Risk Response Strategies

Risk response strategies are the basic ways you can handle project risks. They are also also one of the areas of project management practice that the PMI updated in the 6th Edition of its Project Management Body of Knowledge (PMBoK).

So, it seems like a good time to look at this vital aspect of project management in some detail.

PMI Talent Triangle - Technical Project Management

In this article we’ll examine the risk response strategies you have available to you, what they mean, and when you should use them.

Introducing Project Risk Management

Before we get started on risk responses, let’s be sure you are familiar with the basics. Here is a short (3 minute) video that answers the question: ‘What is Project Risk Management?’

This video introduces a four-stage risk management process. It’s at the third stage, ‘Plan’, that we build our risk responses. And we build them from the basic, underlying strategies which I’ll take you through here.

As a reference though, here is a version of the Risk Management Process you will have seen in the video. Because we’ll be taking a look at the PMBoK’s approach to risk responses to, I’ve added its Project Project Risk Management Processes to the diagram.

The Risk Management Process

The Risk Management Process

Planning your Risk Responses

Low priority risks may merit a single risk response. Larger, more serious risks will need a basket of responses. Click To Tweet

All the risk responses you can make are drawn from a sport list of risk responses strategies.
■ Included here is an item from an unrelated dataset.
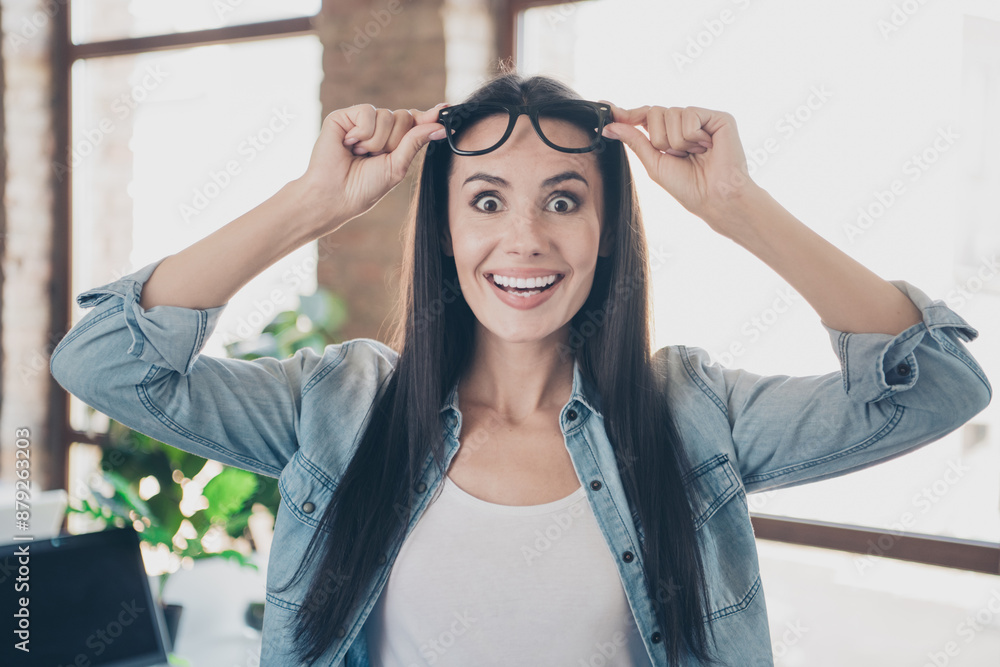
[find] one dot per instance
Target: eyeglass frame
(514, 111)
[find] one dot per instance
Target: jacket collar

Once you understand these, you can use them to develop detailed responses – the tactical response to your risks.

How many Risk Response Strategies are there?

Risk Response Strategies

Risk Response Strategies

I suppose this is a bit like asking: ‘how long is a piece of string?’ But there is a reasonable measure of consensus. The strategies it throws up are big, in the sense of representing clear principles.

Up until September 2017, when they published the 6th Edition, PMI documented four strategies in the PMBoK. Now, they have added a fifth.
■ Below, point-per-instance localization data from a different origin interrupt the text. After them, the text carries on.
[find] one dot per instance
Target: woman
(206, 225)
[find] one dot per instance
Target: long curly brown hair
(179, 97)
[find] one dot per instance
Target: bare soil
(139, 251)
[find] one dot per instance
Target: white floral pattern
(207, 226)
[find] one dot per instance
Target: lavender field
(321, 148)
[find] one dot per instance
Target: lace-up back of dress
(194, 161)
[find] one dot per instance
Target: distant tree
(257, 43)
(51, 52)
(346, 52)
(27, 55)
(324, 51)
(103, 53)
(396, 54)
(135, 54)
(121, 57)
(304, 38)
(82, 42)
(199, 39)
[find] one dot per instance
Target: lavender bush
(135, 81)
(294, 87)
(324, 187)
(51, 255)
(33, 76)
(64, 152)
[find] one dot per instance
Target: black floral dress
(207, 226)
The PMI’s four original strategies are often referred to as the ‘four Ts’ because, with a small change in wording, they can all be described with an English language word beginning with T.
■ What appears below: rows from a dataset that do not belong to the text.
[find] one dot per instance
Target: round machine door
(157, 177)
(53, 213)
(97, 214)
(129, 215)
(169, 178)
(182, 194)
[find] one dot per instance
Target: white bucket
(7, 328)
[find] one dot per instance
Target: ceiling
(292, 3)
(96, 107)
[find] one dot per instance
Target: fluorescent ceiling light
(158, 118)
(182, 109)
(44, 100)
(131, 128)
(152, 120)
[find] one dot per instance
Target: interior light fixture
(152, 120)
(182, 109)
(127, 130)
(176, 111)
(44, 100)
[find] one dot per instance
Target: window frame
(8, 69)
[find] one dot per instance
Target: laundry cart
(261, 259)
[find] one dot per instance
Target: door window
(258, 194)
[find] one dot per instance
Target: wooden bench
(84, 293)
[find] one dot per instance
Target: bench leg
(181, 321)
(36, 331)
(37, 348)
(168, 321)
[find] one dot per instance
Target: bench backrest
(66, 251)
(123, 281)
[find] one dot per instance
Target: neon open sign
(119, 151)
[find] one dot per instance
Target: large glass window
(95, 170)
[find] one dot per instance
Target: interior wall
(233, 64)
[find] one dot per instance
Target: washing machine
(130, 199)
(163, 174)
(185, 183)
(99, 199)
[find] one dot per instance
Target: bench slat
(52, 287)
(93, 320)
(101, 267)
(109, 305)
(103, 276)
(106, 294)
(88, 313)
However, I have always taught six strategies. These map neatly onto the PMI’s four original strategies. Of these, I split two of the four into two each, because I see them as qualitatively different.

I have found that this slightly enhanced classification is better for learning, and more practical for day-to-day risk planing. I have thought long and hard about the new risk response in the PMBoK 6th Edition. In this article, I’ll explain why I don’t think it’s anything new.

Here’s a summary of the comparison of the frameworks, which I’ll describe. At the end of the article, I’ll show how I fit the new PMBoK risk response into the comparison fully.

Project Risk Response Strategies - with new strategy

Project Risk Response Strategies – with new strategy

The Six (or Seven?) Risk Response Strategies

Here is my assessment of the risk response strategies from which you can build your detailed risk management plans, for each risk.

1. Remove the Risk

The first and always the best strategy is to remove the risk. This is the gold standard so, as you may expect; it isn’t easy to achieve. Often, the only way to remove the risk, is to not undertake the risky activity. And that may be your project or a big chunk of it.

I also like the label ‘eliminate‘ for this strategy, but it’s a less familiar word to non-ative English speakers. It is a word that PMBoK uses in its description of its ‘Avoid‘ response. And I certainly prefer it to that word, Avoid.

Avoid to me seems to o passive. Remove carries the sense that you can not incur the risk (avoid it) or you can take active steps to eliminate it. This means making it impossible to occur, so it’s a big challenge. Note, you can consider this as a subset of ‘Reduce Likelihood’ below, but I don’t think that’s very helpful.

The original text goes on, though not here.